Published
6 years agoon
The Legislature reconvened this week with Democrats celebrating sweeping election wins that give them immense majorities in both sides of the Capitol and they are intending to use them.
The first big issue likely to emerge is early childhood education, part of Newsom’s “cradle-to-college promise.”
Advocacy groups have pressed for universal pre-kindergarten education for years, arguing that it would close the “achievement gap” that divides the state’s six million K-12 students and attack California’s very high poverty rate.
Brown, however, has been leery about expanding early childhood services and other educational and social “entitlements” because they tend to be very expensive and, once in place, almost impossible to reduce when revenues inevitably fall.
With Brown departing, and Newsom coming into office, there’s little doubt that expanding pre-kindergarten spending will get a hard push – very likely in Newsom’s first budget as a signal that he’s serious about his agenda.

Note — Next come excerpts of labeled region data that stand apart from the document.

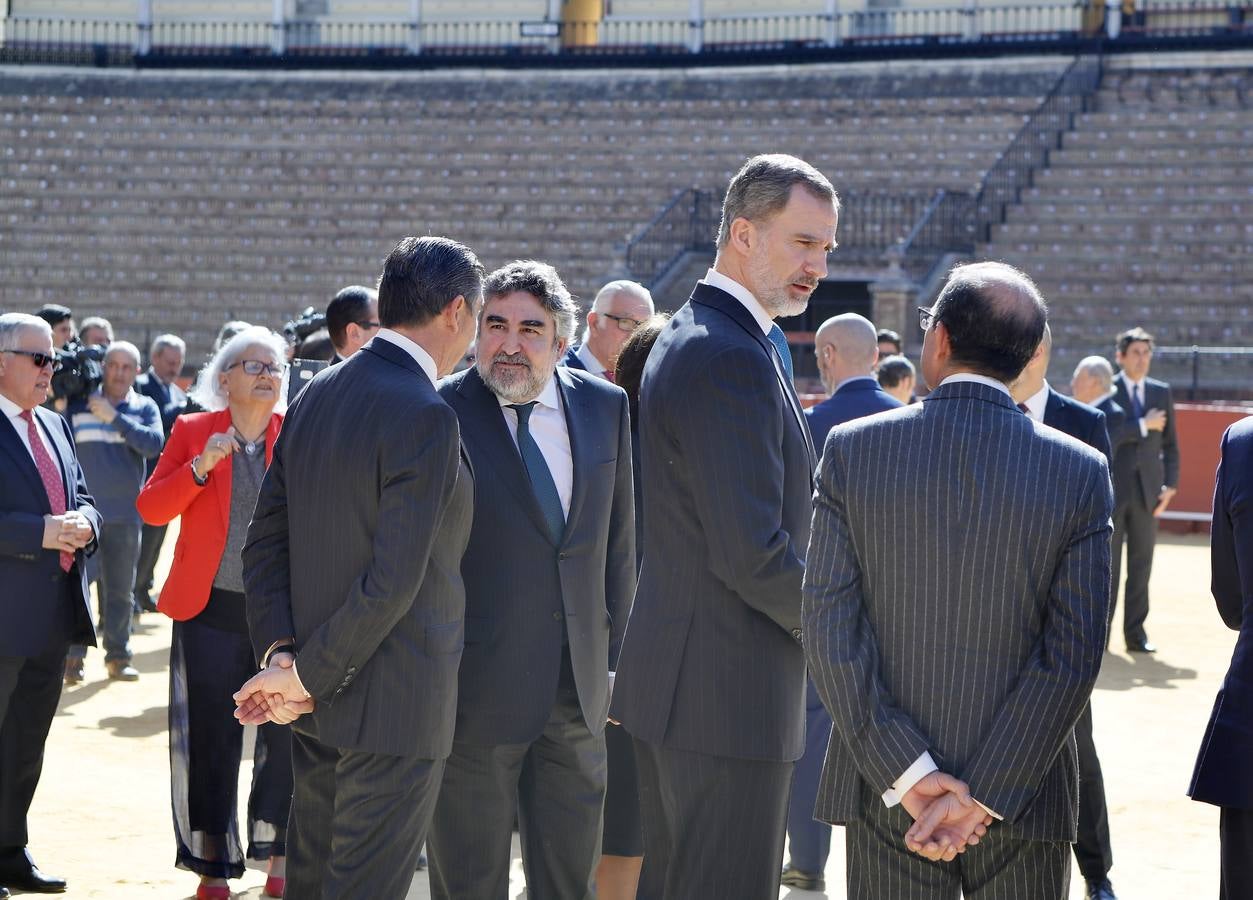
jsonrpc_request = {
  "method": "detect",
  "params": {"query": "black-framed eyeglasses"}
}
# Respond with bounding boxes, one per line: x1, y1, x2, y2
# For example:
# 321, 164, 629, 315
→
5, 350, 61, 372
596, 312, 643, 331
226, 360, 287, 377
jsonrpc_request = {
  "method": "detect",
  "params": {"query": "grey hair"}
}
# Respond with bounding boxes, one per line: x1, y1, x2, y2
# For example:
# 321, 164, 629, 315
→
104, 341, 139, 366
479, 259, 579, 342
148, 335, 187, 360
1075, 356, 1114, 392
580, 278, 657, 343
0, 312, 53, 351
188, 325, 287, 412
718, 153, 840, 247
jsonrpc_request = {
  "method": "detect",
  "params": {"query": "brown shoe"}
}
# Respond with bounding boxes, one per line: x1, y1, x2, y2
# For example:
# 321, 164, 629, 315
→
106, 659, 139, 681
65, 657, 83, 684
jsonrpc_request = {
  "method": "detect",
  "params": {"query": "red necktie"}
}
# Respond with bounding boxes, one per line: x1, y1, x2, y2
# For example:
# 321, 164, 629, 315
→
21, 410, 74, 572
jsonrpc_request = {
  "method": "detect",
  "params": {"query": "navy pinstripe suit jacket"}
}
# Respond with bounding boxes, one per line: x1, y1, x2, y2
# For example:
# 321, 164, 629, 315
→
803, 382, 1113, 841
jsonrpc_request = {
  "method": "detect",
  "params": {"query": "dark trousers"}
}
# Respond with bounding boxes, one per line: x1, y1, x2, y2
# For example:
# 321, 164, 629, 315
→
69, 521, 139, 662
0, 642, 66, 852
635, 738, 791, 900
787, 679, 831, 875
1075, 703, 1114, 881
427, 666, 606, 900
1109, 498, 1158, 644
287, 732, 444, 900
135, 525, 169, 609
169, 616, 290, 877
1218, 806, 1253, 900
845, 787, 1070, 900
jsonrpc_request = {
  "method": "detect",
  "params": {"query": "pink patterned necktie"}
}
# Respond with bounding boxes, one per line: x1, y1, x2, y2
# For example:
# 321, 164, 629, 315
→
21, 410, 74, 572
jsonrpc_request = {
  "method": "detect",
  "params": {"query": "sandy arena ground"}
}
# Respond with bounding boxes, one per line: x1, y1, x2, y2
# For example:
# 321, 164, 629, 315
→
30, 533, 1234, 900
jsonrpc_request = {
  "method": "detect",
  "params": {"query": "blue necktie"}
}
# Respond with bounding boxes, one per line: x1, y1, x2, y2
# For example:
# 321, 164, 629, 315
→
509, 400, 565, 542
766, 325, 794, 384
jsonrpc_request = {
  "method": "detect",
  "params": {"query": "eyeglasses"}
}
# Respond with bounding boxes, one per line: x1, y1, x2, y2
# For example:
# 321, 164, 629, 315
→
596, 312, 643, 331
5, 350, 61, 372
226, 360, 287, 377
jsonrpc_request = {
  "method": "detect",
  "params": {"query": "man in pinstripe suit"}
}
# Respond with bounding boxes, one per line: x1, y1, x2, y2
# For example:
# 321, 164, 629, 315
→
803, 263, 1113, 900
236, 237, 482, 900
611, 155, 838, 900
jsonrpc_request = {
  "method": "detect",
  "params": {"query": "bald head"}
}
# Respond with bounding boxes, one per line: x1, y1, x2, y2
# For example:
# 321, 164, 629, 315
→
813, 312, 878, 394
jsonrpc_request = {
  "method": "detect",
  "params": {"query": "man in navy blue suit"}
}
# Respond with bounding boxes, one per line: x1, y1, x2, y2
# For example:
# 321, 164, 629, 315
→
782, 312, 902, 891
1188, 416, 1253, 900
0, 313, 100, 897
1010, 326, 1126, 900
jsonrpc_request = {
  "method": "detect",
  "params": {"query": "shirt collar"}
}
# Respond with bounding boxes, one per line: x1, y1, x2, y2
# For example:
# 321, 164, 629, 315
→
1022, 381, 1049, 422
940, 372, 1016, 405
574, 341, 609, 375
496, 372, 561, 411
703, 268, 774, 335
375, 328, 439, 385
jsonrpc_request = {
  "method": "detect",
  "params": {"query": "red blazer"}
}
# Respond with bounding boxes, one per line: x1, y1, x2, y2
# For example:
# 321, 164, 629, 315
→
135, 410, 283, 620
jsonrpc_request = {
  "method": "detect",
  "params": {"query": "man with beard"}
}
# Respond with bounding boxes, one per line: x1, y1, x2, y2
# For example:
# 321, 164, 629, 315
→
613, 155, 840, 900
427, 262, 635, 900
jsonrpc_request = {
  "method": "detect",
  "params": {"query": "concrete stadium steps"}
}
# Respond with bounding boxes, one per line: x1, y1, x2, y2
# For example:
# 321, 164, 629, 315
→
979, 54, 1253, 396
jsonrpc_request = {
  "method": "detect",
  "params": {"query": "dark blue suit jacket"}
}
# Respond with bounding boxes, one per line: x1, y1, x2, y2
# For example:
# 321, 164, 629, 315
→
1188, 416, 1253, 810
804, 375, 903, 455
0, 406, 100, 657
440, 366, 635, 745
1044, 387, 1114, 463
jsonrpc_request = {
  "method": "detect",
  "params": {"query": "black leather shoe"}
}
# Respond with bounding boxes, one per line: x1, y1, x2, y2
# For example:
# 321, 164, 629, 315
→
779, 866, 827, 891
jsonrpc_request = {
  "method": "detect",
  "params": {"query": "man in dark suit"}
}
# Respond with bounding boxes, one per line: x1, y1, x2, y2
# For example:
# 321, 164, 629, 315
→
236, 237, 482, 900
1188, 417, 1253, 900
782, 312, 902, 891
1110, 328, 1179, 653
429, 262, 635, 900
561, 281, 654, 381
1010, 326, 1125, 900
0, 313, 100, 897
611, 154, 838, 900
804, 263, 1113, 900
134, 335, 187, 613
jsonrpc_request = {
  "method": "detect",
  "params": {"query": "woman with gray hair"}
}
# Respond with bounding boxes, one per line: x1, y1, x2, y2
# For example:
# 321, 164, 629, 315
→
137, 326, 292, 900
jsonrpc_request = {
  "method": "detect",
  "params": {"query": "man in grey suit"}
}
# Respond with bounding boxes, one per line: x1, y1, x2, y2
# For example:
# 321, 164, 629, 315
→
429, 261, 635, 900
613, 155, 838, 900
236, 237, 482, 900
804, 263, 1113, 900
1110, 328, 1179, 653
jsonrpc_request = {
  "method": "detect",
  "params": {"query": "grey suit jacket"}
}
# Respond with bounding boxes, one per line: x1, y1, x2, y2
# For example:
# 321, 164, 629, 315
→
613, 282, 814, 761
243, 340, 474, 760
804, 382, 1113, 841
1113, 372, 1179, 509
440, 366, 635, 745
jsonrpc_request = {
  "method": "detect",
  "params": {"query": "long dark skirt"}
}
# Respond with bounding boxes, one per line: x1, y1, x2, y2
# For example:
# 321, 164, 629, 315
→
169, 590, 292, 879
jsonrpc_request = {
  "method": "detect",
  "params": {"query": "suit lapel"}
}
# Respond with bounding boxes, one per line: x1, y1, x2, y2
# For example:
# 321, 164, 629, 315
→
457, 369, 553, 540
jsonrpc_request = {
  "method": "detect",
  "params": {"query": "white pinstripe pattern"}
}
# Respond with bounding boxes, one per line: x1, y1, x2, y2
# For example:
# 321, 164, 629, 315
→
803, 384, 1113, 867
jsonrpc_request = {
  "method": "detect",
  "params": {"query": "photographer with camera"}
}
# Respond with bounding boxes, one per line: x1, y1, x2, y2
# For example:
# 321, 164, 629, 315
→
62, 341, 165, 684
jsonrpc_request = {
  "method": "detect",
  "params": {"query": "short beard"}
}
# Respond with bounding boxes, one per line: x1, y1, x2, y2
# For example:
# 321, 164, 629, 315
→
475, 353, 556, 404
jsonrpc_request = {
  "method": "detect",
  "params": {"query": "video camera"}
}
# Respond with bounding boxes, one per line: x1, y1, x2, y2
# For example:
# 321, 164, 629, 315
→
51, 337, 104, 400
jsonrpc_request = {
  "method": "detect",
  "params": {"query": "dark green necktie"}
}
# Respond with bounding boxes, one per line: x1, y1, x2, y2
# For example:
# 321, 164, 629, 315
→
509, 400, 565, 542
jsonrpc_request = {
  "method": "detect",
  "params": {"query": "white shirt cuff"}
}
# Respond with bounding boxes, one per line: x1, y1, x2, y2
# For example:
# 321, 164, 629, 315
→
883, 750, 940, 808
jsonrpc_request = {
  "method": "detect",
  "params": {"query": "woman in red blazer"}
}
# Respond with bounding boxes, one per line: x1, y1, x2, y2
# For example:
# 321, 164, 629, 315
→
135, 327, 292, 900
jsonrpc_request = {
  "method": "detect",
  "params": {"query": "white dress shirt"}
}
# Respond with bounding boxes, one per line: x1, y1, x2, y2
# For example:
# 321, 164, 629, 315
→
496, 375, 574, 518
375, 328, 439, 385
574, 341, 609, 377
0, 394, 68, 483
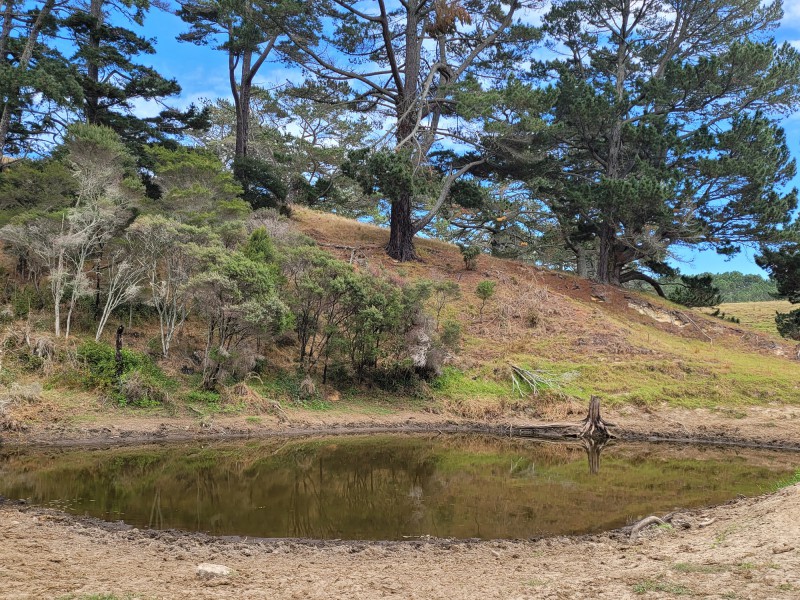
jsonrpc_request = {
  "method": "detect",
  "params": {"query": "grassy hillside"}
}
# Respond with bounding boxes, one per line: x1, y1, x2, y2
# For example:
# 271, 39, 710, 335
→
288, 211, 800, 416
0, 209, 800, 422
719, 300, 797, 336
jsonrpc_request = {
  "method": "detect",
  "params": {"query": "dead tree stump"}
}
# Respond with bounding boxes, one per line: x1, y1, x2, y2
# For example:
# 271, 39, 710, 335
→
578, 396, 611, 440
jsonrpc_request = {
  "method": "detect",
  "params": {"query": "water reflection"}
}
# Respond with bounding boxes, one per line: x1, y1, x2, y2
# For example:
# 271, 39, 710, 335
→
581, 438, 609, 475
0, 435, 797, 539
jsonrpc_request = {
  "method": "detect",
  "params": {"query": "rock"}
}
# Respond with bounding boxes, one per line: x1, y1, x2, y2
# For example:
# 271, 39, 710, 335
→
197, 563, 233, 579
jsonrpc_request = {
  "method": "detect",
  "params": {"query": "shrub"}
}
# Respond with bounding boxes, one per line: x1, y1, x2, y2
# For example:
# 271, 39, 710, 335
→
119, 369, 175, 407
775, 308, 800, 341
78, 341, 177, 406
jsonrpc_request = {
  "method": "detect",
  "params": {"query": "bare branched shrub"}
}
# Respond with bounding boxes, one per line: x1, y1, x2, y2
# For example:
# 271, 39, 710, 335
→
247, 208, 308, 246
0, 381, 42, 412
119, 371, 169, 406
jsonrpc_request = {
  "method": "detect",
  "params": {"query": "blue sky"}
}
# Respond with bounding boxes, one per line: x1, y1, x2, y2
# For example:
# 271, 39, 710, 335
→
128, 0, 800, 274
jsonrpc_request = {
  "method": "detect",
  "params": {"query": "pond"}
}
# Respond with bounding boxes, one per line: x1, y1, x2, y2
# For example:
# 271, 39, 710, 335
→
0, 434, 800, 540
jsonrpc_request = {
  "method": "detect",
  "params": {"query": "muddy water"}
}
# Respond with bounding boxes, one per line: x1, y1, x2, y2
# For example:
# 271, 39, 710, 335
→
0, 435, 800, 540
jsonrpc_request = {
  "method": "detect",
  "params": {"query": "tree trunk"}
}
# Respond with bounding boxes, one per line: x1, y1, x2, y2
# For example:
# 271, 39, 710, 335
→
386, 191, 417, 262
595, 223, 622, 286
114, 325, 125, 380
231, 50, 253, 158
83, 0, 104, 125
578, 396, 611, 440
575, 244, 589, 279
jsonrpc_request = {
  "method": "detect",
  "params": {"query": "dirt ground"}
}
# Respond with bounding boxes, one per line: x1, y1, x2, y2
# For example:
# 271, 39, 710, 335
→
0, 405, 800, 600
0, 403, 800, 449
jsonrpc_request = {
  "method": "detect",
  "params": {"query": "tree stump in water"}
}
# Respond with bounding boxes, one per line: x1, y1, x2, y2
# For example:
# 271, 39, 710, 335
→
581, 437, 608, 475
578, 396, 611, 440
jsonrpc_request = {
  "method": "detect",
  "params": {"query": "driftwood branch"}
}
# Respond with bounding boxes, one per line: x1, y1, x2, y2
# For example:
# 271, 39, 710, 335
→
631, 515, 664, 540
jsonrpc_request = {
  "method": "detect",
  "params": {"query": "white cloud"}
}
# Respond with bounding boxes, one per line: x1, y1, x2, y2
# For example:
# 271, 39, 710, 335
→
782, 0, 800, 24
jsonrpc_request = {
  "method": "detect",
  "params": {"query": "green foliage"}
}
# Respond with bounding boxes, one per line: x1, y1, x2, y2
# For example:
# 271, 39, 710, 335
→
478, 0, 800, 285
283, 248, 430, 380
233, 156, 288, 210
147, 146, 244, 226
186, 390, 220, 406
669, 275, 722, 307
188, 247, 293, 390
10, 285, 46, 319
78, 340, 176, 407
342, 148, 437, 201
242, 227, 276, 263
756, 243, 800, 340
704, 271, 778, 302
63, 0, 200, 151
0, 159, 77, 213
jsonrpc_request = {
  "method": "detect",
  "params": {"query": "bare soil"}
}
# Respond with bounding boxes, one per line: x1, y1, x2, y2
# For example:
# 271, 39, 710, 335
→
0, 403, 800, 449
0, 405, 800, 599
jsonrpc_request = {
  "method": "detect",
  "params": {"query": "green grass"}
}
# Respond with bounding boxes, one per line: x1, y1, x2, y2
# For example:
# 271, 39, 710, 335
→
431, 367, 512, 400
719, 300, 797, 336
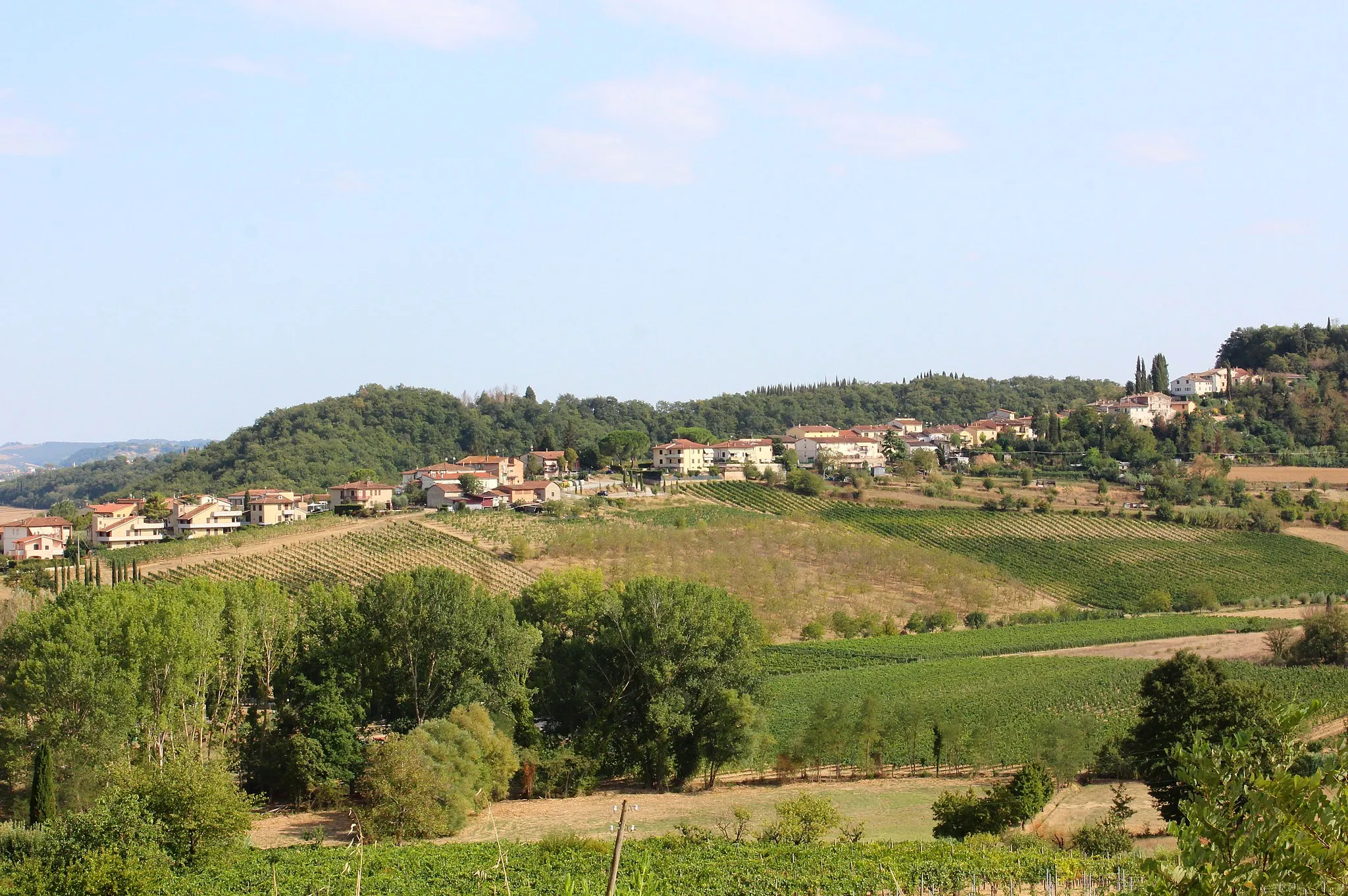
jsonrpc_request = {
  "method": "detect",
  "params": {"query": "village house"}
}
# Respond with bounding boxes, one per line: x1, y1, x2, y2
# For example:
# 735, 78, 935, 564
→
457, 454, 525, 482
165, 495, 244, 537
519, 451, 566, 480
0, 516, 74, 560
498, 480, 562, 504
712, 439, 773, 466
651, 439, 713, 476
89, 516, 166, 551
795, 434, 884, 468
426, 470, 500, 508
328, 480, 394, 513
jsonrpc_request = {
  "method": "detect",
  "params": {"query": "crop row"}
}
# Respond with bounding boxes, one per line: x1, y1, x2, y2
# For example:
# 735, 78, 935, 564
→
765, 656, 1348, 765
174, 838, 1139, 896
152, 522, 532, 591
762, 614, 1275, 675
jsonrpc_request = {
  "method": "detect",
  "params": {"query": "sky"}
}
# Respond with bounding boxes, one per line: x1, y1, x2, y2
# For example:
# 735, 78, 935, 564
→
0, 0, 1348, 442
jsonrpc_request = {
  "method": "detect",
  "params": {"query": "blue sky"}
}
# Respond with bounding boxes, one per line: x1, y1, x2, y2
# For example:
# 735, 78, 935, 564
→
0, 0, 1348, 442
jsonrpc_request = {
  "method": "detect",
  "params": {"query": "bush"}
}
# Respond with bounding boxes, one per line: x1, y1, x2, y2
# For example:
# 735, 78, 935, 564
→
786, 468, 823, 497
1072, 818, 1132, 857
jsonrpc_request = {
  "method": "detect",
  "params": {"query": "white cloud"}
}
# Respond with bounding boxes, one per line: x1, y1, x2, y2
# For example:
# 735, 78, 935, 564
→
534, 128, 693, 185
1119, 132, 1199, 164
790, 103, 965, 159
581, 74, 720, 140
243, 0, 531, 50
606, 0, 902, 57
206, 54, 290, 78
0, 118, 70, 155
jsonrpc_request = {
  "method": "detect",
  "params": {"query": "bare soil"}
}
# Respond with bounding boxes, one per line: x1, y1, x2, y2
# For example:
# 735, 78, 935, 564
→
1038, 632, 1270, 663
252, 778, 989, 849
1282, 522, 1348, 551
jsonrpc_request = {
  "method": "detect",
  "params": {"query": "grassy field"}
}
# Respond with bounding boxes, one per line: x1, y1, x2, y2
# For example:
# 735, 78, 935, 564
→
765, 656, 1348, 765
434, 500, 1049, 635
145, 520, 532, 593
687, 482, 1348, 609
763, 614, 1276, 675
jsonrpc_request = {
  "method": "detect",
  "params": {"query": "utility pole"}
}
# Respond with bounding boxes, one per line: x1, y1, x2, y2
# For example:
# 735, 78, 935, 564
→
608, 799, 639, 896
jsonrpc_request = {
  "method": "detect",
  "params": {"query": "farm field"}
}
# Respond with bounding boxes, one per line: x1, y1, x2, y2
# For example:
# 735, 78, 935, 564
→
145, 520, 534, 593
179, 835, 1139, 896
687, 482, 1348, 609
428, 496, 1051, 637
763, 614, 1274, 675
765, 656, 1348, 765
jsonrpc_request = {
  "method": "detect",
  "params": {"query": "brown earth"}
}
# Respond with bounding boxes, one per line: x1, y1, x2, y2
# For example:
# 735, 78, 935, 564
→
140, 513, 434, 572
252, 778, 988, 849
1035, 632, 1270, 663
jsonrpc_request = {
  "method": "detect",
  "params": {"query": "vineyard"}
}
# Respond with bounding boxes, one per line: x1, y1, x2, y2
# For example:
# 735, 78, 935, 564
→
767, 656, 1348, 764
763, 614, 1275, 675
179, 841, 1139, 896
147, 522, 532, 591
687, 482, 1348, 609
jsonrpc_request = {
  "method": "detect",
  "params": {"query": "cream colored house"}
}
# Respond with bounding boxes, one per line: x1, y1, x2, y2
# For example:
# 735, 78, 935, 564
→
712, 439, 773, 466
795, 436, 884, 468
786, 423, 839, 441
328, 481, 394, 512
165, 495, 244, 537
0, 516, 74, 560
458, 454, 525, 482
89, 516, 166, 551
651, 439, 713, 476
496, 480, 562, 504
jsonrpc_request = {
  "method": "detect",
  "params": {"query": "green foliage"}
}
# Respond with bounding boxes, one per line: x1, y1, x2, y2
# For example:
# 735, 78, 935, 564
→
759, 793, 842, 846
1123, 651, 1278, 820
519, 570, 762, 788
696, 482, 1348, 609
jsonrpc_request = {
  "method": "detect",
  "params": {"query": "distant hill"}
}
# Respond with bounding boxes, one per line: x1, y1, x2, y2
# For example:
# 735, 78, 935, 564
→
0, 373, 1122, 507
0, 439, 207, 480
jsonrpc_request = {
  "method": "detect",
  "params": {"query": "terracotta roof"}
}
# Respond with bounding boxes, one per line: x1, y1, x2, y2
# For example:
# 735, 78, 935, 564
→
496, 480, 556, 492
4, 516, 70, 528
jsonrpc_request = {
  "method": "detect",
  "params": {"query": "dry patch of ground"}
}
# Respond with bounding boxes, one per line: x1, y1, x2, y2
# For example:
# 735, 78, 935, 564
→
1029, 782, 1166, 838
1037, 632, 1270, 663
1282, 523, 1348, 551
252, 778, 971, 849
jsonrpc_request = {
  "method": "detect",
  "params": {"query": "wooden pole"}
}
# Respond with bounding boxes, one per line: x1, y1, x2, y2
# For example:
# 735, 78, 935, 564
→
608, 799, 627, 896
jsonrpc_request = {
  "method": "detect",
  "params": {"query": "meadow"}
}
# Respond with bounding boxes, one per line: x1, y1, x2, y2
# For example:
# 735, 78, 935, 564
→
762, 613, 1276, 675
144, 520, 534, 593
765, 656, 1348, 768
687, 482, 1348, 609
434, 501, 1047, 636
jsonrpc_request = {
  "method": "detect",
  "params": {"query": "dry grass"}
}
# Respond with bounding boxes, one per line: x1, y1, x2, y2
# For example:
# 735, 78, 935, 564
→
529, 514, 1049, 635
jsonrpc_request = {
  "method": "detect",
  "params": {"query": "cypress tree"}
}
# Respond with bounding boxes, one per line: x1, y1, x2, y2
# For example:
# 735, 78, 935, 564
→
28, 744, 57, 824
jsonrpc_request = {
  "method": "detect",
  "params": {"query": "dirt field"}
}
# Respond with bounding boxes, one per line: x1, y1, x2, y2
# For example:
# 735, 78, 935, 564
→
1231, 466, 1348, 486
252, 778, 971, 849
1038, 628, 1278, 663
1282, 523, 1348, 551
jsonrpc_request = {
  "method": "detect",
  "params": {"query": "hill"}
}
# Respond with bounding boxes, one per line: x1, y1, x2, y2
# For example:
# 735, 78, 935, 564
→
0, 374, 1119, 507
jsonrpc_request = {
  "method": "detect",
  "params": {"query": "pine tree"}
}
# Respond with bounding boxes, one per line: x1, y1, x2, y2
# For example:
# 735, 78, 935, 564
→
28, 744, 57, 824
1151, 352, 1170, 392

It’s also a very high priority for Assembly Speaker Anthony Rendon, who was an early childhood education advocate before entering politics. It was a key element of an ambitious agenda, focusing on “economic justice,” that Rendon outlined Monday after being re-elected as speaker.
Assemblyman Kevin McCarty, a Sacramento Democrat, immediately introduced a nearly $2 billion package of bills for pre-kindergarten access for all low-income 4-year-olds and more 3-year-olds. “There’s no better place to invest… There’s undisputed evidence that shows this is a fantastic remedy,” McCarty told the Sacramento Bee.
Early childhood education is just one of many long-standing issues for a new governor and a bluer Legislature. Business groups are, for example, girding for new efforts by their traditional foes – unions, environmentalists, consumer protection advocates and personal injury lawyers – to advance their long-stalled agendas.